State Key Laboratory of Numerical Modeling for Atmospheric Sciences and
Geophysical Fluid Dynamics (LASG)
Institute of Atmospheric Physics, Chinese Academy of Sciences
Vol. 2/No. 2 Apr 2017
[Climate Dynamics]Upscale Feedback of Summer Intraseasonal Oscillations on Seasonal Mean SST in the Tropical Western North Pacific
The ISO-induced surface latent heat fluxes accumulate in boreal summer and constitute a large part of total heat flux anomalies.The ISO-induced surface heat flux may contribute largely to seasonal mean SST change.
Summary: The air-sea interaction over the western Pacific warm pool region is a topic of great importance for understanding the climate variability over Asia and Pacific regions. Regarding the connection among different time scales, previous studies are mainly focused on the downscale effect – the modulation of longer time scale change (as background) on shorter time scale variability. Can the shorter time scale changes feedback to longer time scale state?
Recently, Prof. Renguang WU illustrated a large contribution of ISO-induced surface latent heat flux change to boreal summer seasonal mean SST anomaly in the tropical western North Pacific.An analysis of local correlation reveals a significant negative correlation of the 10-20-day ISO intensity and the seasonal mean SST tendency in the tropical western North Pacific during boreal summer (Fig. 1), suggesting a plausible feedback of the ISO intensity on seasonal mean SST anomaly. Latent heat flux anomalies are separated into components on different time scales using a novel method based on a physical consideration. Due to the nonlinear dependence of latent heat flux on wind speed, the ISO-induced latent heat flux anomalies may accumulate in a season.These ISO-related surface flux anomalies may overcome seasonal mean wind-related latent heat flux anomalies (Fig. 2). Thus, the ISO-induced latent heat flux change may play an important role in the seasonal mean SST change in the tropical western North Pacific.
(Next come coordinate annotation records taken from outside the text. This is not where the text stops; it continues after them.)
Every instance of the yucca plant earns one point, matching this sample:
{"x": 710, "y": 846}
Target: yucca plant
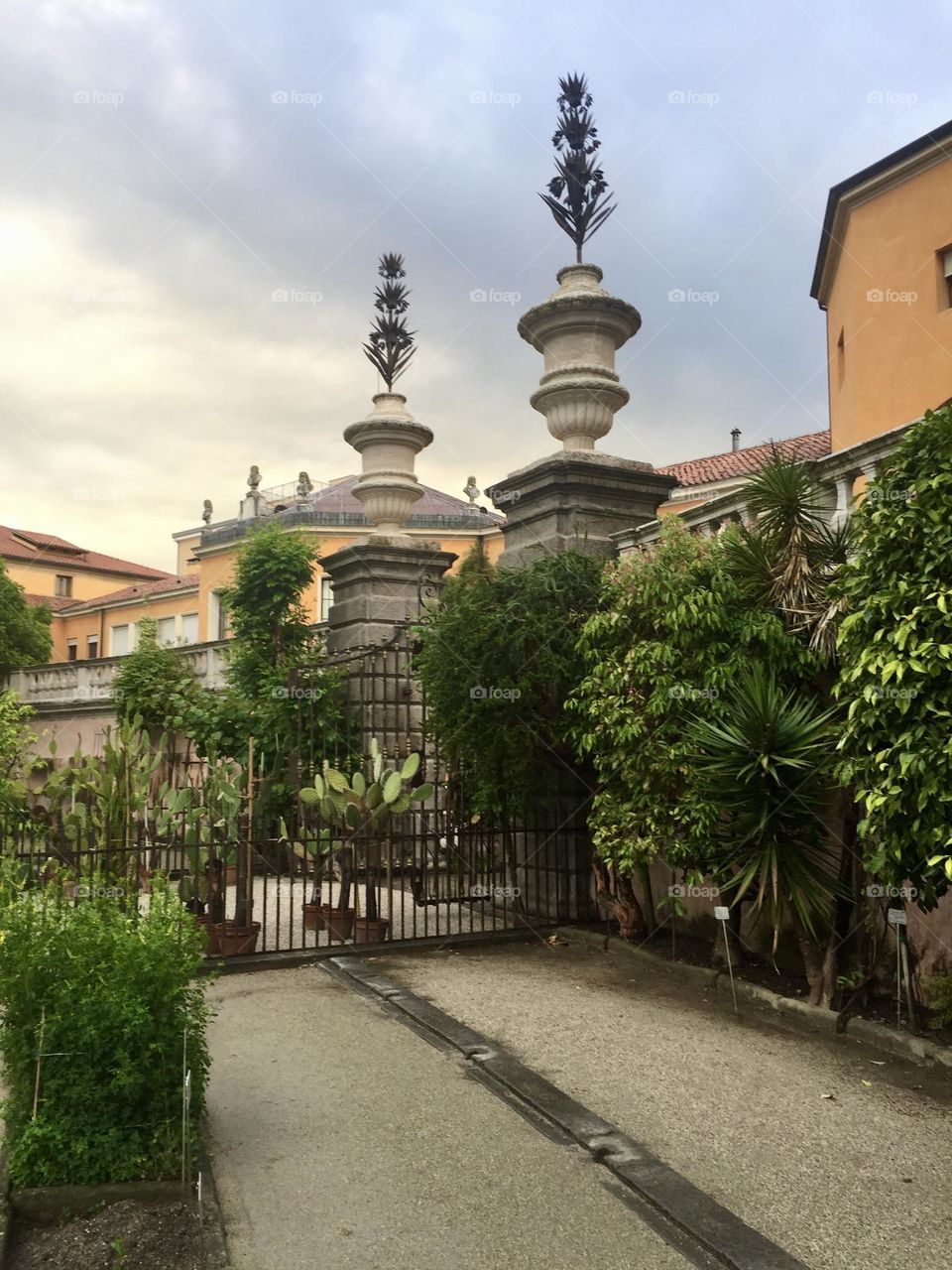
{"x": 788, "y": 557}
{"x": 769, "y": 766}
{"x": 578, "y": 195}
{"x": 362, "y": 808}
Figure 1 (a) The point-wise simultaneous correlation of the June-July-August (JJA) mean 10-20-day ISO intensity (KE1) (measured using 850 hPa kinetic energy) and SST tendency (the difference of SST in the succeeding minus preceding month) for the period 1982-2014. The thick lines denote regions where the correlation is significant at the 95% confidence according to the Student t test. The box denotes the region for area averaging of the 10-20-day ISO intensity.(b) Lead-lag correlation of area-mean monthly mean SST with respect toarea-mean 10-20-day ISO intensity (KE1) averaged in the region of 5º-15ºN and130º-160ºE (the box in (a) ) in JJA.
Figure 2 Simultaneous regression with respect to normalized JJA 10-20-day ISO intensity (KE1) in the region of 5º-15ºN and 130º-160ºE (the box) for the period 1982-2014. (a) SST tendency converted to the unit of heat flux using a mixed-layer depth of 45 m, (b) latent heat flux, (c) 850 hPa wind (m/s, scale at the top-right), (d)interannual component of latent heat flux, (e) high-frequency (<90-day) component of latent heat flux, and (f) 10-20-day component of latent heat flux. The contour interval is 3 W/m2. The zero contours have been suppressed. Shading denotes that the anomalies are significant at the 95% confidence level according to the Student t test.
Citation: Wu, R., 2017: Feedback of 10-20-day intraseasonal oscillations on seasonal mean SST in the tropical western North Pacific during boreal spring through fall. Climate Dynamics, doi:10.1007/s00382-016-3362-6.